Jede Marktwirtschaft hat die Wahl, wie sie ihren Marktplatz gestaltet. Überfrachtet sie ihn mit Bürger-, Umwelt-, Arbeiter- und Verbraucherschutz und kuschelt mit den Jedermanns oder sorgt sie mit möglichst wenig Regeln dafür, dass sich die quirligsten Marktteilnehmer durchsetzten können und der Rubel ordentlich rollt.

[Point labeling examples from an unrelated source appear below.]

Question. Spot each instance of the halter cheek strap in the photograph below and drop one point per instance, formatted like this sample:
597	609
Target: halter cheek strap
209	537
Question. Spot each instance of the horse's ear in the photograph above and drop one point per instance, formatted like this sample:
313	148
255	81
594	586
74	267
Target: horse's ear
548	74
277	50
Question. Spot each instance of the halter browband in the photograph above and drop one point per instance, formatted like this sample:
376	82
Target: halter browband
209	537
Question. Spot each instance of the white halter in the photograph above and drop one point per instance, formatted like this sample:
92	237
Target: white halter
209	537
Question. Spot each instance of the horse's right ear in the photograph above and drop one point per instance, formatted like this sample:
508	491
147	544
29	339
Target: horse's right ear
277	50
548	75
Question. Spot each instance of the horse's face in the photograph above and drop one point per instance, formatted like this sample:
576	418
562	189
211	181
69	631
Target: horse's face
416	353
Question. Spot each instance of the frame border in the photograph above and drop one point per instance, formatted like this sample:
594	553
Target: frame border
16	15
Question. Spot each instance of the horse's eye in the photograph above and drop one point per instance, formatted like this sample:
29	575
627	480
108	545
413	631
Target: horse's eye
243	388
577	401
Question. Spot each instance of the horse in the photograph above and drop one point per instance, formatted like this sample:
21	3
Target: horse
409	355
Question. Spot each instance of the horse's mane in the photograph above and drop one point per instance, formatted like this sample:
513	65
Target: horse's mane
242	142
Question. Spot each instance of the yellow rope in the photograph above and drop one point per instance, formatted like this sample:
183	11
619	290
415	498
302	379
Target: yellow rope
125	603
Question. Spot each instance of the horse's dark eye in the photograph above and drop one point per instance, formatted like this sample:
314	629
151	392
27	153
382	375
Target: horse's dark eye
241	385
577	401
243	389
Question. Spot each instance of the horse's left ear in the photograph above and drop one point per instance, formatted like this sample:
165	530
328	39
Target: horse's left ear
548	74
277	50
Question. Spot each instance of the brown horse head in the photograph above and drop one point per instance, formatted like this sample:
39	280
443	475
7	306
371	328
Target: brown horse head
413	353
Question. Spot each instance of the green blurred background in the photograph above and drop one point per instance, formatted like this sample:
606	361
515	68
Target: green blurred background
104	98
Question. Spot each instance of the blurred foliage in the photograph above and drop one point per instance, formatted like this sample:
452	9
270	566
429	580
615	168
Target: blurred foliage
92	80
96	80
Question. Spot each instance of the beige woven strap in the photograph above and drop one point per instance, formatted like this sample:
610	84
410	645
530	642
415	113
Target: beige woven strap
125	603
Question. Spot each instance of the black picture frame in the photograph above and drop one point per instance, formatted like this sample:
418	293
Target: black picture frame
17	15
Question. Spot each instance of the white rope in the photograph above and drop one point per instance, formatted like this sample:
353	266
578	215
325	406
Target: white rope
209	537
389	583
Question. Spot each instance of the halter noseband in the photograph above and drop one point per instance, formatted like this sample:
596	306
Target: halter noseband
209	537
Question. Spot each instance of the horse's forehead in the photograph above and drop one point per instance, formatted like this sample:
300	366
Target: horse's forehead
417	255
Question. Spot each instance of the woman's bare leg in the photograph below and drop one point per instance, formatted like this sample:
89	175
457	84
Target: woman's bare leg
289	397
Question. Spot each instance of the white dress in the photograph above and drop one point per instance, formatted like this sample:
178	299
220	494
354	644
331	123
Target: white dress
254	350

Auch Parade-Manager Ackermann, der aus einem Land kommt, dem das Bankwesen im Blut liegt, weiß das und stellt die Politik vor die Entscheidung.

 
 
Lemmy Caution, 18.03.2008 10:26

Mich würde mal interessieren welche Maßnahmen in Asien eingeführt wurden nach der letzten Asien-Krise. Die dortigen Banken scheinen ja nun recht solide dazustehen.
Die Ferrari-Fahrer erledigen ihre Arbeit nicht richtig. Ist es nicht Sinn des Finanzsystems, Mittel dorthin zu allorzieren (oder heisst es allokatieren, egal), an dem sie den meisten Nutzen unter kalkulierbaren Risiko stiften? Das ist im Fall von Hypokrediten für Leute, die sich ihren Lebensstil einfach nicht leisten können, nicht der Fall. Diese Krise unterminiert politisch auch die Glaubwürdigkeit des Finanzsystems und der freien Marktwirtschaft insgesamt.
Der moral hazzard tritt imho genau da auf, wenn Bankmitarbeiter Provisionen für Kredite kassieren, die einfach zu hohe Risiken aufweisen. Die werden doch ganz gut dran verdient haben. Und Geld zurückfordern läßt sich jetzt sicher nicht.

 
Lemmy Caution, 18.03.2008 14:48
 
BlackEye, 19.03.2008 13:05

Mich interessiert in erster Linie ob die jüngsten staatlichen Eingriffe die Rezession verhindern oder lediglich hinausschieben werden. Wie war das nochmal während der Great Depression, da hatte man doch auch immer wieder gesagt die Wirtschaft sei kerngesund und es handele sich nur um eine Finanzkrise.

Was Bear Stearns angeht, stünden denn die Aktionäre bei einer Liquidation nicht besser da als beim Verkauf für 236 Mio. an JP Morgan Chase? Angeblich soll ja die New - Yorker - Zentrale an sich eine Milliarde wert sein.